In the  south, Buffalo Bay and Muskeg Bay, at the bottom left, are opening up. The north part of the Sabaskong seems to have cleared, possibly due to ice shifting south. Close to the bottom of the picture, the Rainy River is flowing into a huge area of open water on the Big Traverse.

We were warmer than expected today, and although the temperature remained lower than normal for this time of year, the wind worked hard to make up for it. If that continues, large areas of the lake could be open for boating by the time the weekend’s over. Sunday’s supposed to be cooler, but still windy; Monday cool and merely breezy.

 

 

May 2, 2019: Even Better Timing

Gary Hawryluk sent me these pictures just after I went to bed last night. He took them from WestJet 3417, which passed south of Kenora on its way from Thunder Bay to Winnipeg at approximately 5:00. By then, the clouds had mostly cleared, so he got some great shots from Flight Level 240, or about 24,000 feet.

Click on any of Gary’s images to see them full-screen and zoomable.

Gary says: Ice road from town to east side of Scotty’s (left 1/3 of shot), turning west across Manitou at the north end Scotty’s.

I’ll fill in a few more details: the plane is somewhere over the Alneau Peninsula, and this picture looks north across the ice at the eastern half of the Barrier Islands.  Halfway up the left edge is part of Allie Island and to the right are East Allie Island, French Narrows and the Eastern Peninsula. If you need help finding French Narrows, start at the vaguely arrowhead shaped island near the middle. That’s Ferrier. to the left of it is a skinny little island that points up at French Narrows.  Kenora is hidden under the edge of the cloud layer at the top.

Experimental Feature: Aerial photos with labels superimposed.

Feel free to use the comment page if you’d like to see something like this more often.

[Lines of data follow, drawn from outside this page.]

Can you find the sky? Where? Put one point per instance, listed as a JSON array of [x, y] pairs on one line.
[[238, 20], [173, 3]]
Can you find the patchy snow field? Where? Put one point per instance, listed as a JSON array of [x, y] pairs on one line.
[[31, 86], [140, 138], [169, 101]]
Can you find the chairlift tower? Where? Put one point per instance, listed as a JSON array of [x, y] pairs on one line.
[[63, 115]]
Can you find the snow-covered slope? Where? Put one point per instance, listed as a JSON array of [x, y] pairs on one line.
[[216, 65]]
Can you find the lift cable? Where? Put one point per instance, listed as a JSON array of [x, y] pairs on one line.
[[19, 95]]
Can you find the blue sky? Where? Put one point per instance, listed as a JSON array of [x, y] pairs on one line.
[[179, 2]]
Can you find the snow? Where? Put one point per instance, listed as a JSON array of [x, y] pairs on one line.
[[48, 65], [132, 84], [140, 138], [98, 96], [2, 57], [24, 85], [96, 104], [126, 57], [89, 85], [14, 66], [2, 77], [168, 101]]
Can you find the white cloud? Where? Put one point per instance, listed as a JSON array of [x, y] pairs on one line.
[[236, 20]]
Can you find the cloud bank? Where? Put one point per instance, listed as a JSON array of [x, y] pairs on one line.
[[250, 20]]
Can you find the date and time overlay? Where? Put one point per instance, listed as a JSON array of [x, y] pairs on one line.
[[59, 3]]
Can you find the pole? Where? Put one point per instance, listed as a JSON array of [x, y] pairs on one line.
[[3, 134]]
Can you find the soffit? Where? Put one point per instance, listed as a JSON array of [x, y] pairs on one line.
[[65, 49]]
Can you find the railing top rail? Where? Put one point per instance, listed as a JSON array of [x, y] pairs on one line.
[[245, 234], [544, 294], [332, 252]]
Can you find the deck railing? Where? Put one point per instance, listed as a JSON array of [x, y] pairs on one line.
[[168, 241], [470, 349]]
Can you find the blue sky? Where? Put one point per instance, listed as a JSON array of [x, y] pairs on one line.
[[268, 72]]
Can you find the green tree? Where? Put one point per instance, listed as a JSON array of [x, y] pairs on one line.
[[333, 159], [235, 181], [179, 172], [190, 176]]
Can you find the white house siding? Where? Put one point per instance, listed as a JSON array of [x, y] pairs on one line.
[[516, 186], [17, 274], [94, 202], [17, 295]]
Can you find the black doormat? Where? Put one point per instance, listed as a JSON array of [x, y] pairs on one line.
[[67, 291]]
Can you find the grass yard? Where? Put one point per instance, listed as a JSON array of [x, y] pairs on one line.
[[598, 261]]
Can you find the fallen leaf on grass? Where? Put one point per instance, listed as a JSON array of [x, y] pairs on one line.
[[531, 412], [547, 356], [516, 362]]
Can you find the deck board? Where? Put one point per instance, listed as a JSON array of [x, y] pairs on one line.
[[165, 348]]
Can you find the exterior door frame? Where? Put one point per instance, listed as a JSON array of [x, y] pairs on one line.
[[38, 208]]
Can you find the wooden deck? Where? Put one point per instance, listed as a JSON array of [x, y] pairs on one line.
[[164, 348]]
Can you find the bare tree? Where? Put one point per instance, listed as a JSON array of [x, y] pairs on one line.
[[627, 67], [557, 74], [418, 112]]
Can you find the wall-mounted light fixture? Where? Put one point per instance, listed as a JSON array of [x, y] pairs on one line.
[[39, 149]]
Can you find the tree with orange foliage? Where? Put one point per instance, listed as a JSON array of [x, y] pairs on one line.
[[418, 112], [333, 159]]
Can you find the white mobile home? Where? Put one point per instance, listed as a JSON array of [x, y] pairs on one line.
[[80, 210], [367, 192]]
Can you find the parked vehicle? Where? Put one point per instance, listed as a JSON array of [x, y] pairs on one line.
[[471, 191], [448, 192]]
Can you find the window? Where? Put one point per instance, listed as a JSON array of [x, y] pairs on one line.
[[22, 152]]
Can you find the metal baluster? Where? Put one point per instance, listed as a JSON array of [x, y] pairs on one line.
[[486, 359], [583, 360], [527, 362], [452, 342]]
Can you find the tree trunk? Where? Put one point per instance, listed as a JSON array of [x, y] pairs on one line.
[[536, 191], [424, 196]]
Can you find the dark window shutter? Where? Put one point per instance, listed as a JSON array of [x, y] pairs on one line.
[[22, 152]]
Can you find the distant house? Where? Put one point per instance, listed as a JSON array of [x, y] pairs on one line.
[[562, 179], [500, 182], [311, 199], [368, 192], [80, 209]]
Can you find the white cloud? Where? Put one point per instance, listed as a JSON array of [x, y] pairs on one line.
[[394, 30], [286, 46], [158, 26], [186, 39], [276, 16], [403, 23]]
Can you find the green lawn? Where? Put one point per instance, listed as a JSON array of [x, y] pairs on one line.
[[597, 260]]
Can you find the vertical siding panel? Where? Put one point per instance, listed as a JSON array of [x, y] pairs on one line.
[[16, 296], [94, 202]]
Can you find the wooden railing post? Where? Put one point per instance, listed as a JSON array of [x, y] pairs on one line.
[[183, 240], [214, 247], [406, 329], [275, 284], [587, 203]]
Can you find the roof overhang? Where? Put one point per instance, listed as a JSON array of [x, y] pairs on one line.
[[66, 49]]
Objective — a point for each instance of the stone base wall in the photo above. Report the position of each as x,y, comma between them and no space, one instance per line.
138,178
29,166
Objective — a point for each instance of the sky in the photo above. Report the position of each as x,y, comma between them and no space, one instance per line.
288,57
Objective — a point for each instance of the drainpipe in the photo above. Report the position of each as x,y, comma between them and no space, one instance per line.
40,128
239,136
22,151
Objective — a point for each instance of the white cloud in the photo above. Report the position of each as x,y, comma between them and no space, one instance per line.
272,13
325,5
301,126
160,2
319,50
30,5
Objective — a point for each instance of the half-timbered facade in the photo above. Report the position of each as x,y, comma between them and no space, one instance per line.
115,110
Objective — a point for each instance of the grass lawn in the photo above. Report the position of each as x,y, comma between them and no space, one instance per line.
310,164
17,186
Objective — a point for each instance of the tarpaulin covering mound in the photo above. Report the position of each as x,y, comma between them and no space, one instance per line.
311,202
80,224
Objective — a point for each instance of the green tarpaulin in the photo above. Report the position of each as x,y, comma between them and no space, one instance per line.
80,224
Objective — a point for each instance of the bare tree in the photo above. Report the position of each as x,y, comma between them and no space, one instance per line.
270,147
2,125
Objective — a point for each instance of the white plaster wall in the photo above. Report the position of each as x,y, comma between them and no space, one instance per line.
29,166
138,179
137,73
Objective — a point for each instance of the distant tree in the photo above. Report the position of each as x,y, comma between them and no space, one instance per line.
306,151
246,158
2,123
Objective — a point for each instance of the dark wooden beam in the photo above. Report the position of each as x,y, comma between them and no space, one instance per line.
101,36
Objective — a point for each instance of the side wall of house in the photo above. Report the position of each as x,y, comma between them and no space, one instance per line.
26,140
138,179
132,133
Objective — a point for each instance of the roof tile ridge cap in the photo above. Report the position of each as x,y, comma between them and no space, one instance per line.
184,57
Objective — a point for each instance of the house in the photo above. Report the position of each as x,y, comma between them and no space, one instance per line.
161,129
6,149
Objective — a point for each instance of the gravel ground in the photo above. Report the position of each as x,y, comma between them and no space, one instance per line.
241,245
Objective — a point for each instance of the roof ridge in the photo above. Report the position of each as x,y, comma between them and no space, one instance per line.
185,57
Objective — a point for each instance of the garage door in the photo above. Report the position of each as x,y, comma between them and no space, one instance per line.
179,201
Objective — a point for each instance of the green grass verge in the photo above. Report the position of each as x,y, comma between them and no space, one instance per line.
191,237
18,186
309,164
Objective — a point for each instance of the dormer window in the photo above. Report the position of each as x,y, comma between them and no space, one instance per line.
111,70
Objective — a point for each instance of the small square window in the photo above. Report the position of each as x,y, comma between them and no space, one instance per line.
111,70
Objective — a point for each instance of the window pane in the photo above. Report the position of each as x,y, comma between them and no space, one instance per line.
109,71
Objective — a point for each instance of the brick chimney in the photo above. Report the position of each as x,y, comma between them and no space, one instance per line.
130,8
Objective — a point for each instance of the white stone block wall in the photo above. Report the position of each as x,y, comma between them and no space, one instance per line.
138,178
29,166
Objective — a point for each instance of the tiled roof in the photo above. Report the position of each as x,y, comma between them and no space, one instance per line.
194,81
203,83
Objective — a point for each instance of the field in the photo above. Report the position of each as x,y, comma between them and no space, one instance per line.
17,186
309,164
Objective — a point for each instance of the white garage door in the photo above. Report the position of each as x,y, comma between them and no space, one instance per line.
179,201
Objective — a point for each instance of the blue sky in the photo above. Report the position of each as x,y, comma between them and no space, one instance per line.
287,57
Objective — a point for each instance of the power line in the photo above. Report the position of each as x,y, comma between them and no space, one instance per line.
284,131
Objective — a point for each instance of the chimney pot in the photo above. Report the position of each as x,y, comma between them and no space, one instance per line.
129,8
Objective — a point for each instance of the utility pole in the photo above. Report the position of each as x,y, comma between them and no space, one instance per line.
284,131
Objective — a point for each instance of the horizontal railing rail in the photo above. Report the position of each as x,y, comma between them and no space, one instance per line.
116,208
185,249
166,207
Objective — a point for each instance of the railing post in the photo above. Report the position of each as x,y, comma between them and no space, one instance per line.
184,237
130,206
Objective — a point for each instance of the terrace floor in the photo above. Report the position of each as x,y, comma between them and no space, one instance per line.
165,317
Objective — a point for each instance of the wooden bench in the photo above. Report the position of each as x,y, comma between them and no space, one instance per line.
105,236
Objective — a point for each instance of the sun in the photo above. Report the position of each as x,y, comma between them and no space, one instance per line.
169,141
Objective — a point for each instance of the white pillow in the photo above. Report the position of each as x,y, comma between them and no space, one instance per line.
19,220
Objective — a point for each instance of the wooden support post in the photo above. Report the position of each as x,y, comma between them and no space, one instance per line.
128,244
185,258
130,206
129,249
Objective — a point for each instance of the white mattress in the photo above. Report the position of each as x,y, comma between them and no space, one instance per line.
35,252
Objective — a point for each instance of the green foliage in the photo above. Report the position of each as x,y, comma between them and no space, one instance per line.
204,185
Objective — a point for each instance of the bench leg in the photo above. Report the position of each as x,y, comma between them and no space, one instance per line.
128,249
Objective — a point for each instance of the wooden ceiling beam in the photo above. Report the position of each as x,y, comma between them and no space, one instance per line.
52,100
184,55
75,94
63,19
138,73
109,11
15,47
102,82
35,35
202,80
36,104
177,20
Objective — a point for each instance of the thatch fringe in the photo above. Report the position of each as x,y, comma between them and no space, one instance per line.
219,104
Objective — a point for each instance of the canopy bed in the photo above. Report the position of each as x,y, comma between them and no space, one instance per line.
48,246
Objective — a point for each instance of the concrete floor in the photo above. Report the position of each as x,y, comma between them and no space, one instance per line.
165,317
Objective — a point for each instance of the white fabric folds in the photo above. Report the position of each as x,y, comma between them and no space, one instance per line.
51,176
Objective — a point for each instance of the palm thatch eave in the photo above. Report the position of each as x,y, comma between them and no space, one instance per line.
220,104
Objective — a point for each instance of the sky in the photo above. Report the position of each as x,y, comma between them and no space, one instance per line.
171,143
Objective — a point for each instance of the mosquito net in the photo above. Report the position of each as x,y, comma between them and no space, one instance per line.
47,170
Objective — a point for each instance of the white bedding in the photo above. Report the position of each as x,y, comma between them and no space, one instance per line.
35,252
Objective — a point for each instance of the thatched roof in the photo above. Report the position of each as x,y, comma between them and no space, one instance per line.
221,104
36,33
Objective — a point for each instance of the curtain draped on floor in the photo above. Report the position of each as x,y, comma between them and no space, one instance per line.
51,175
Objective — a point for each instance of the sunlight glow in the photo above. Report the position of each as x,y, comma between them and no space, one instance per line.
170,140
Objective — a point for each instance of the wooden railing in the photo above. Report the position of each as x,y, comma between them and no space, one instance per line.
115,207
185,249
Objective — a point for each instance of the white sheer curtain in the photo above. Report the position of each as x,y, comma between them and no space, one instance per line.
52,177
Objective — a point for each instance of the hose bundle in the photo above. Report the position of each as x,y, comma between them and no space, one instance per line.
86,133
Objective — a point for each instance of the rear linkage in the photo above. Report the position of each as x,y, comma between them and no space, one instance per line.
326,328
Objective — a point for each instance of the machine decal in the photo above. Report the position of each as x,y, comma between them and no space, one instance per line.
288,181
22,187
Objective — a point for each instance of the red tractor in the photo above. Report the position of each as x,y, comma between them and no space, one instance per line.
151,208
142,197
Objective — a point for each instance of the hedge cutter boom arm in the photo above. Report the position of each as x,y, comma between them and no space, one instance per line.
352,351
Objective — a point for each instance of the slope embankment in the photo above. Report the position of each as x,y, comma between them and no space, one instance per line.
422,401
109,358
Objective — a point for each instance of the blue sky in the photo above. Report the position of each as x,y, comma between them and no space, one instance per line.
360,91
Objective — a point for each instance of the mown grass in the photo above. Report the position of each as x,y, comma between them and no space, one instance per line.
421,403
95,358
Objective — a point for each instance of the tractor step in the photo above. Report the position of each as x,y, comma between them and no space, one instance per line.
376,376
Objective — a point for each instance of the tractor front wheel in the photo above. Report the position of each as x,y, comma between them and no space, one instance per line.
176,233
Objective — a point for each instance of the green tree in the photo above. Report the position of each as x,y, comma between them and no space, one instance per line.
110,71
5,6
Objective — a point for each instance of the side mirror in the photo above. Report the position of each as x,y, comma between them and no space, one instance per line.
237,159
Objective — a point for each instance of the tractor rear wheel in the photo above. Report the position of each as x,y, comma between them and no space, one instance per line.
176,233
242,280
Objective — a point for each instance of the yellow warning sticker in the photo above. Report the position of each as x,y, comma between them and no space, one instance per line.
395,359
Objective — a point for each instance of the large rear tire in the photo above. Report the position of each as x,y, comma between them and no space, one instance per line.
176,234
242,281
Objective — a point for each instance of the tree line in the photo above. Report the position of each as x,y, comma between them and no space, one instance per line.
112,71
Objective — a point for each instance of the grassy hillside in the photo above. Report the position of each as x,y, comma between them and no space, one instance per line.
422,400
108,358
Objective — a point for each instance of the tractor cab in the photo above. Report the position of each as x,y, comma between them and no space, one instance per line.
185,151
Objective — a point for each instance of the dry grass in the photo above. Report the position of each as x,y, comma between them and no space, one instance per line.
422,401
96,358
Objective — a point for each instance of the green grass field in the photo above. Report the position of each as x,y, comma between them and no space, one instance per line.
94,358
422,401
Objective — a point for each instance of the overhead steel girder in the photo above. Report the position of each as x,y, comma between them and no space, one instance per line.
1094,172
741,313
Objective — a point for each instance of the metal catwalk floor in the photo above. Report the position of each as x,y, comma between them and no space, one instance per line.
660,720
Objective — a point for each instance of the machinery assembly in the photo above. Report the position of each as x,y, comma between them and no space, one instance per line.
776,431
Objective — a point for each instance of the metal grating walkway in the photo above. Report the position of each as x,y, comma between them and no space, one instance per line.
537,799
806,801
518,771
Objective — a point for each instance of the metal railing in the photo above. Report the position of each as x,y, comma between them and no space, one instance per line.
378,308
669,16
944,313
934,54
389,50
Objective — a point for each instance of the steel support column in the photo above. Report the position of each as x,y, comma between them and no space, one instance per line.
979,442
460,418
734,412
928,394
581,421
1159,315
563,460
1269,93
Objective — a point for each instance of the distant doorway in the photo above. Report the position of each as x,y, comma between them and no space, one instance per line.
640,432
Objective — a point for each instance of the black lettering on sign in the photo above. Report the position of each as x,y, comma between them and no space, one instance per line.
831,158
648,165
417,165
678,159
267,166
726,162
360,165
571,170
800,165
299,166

In order to keep the file size the same, this version of the image has been made smaller, and is not zoomable.

On my wish list: a way to display the small labelled image on the blog but have clicking on it take you to the full-size, unlabelled version.

Next is the western half of the Barrier Islands.

Gary says: Good illustration of the nether reaches ice roads. Crescent Island at centre left, 12 Mile Portage is where the road crosses the Barrier Islands. Further north is Whiskey Island. where it looks very sloppy (consistent with your image).

There’s so much open water at The Elbow now, between Allie Island and Mather Island, that it’s hard to make out details around Queer Island in the upper right. At the very top edge, to the right of the cloud, you can see the water flowing past Anchor Island into Keewatin Channel.

Further west.

Gary says: Ice road through 12 Mile, heading south along the West Peninsula. Image illustrates solid ice on LOW, but open water in lakes inland. Crescent Island at centre of image, with open water in the “U”.

The left side of this picture is all dark because of water flowing through Big Narrows and Tranquil Channel. To the right of them is where the ice road zigzags between Rope Island and Little Rope Island. In the distance at the top left corner of the frame, White Partridge Bay is peeking through a gap in the clouds.

Gary’s last shot is of Shoal Lake.

Gary says: Bad looking ice on Shoal Lake. Ice covered Falcon and West Hawk just visible upper left of image.

Stevens Island is at the bottom edge, Silver Fox Island is smudged by something on the window, Cash Island is close to the middle. Snow drifts persisting on the ice make me think that the ice on Shoal Lake is less porous than on Lake of the Woods.

I think this is Gary Hawryluk’s third year of sending me photographs. Thanks so much, Gary.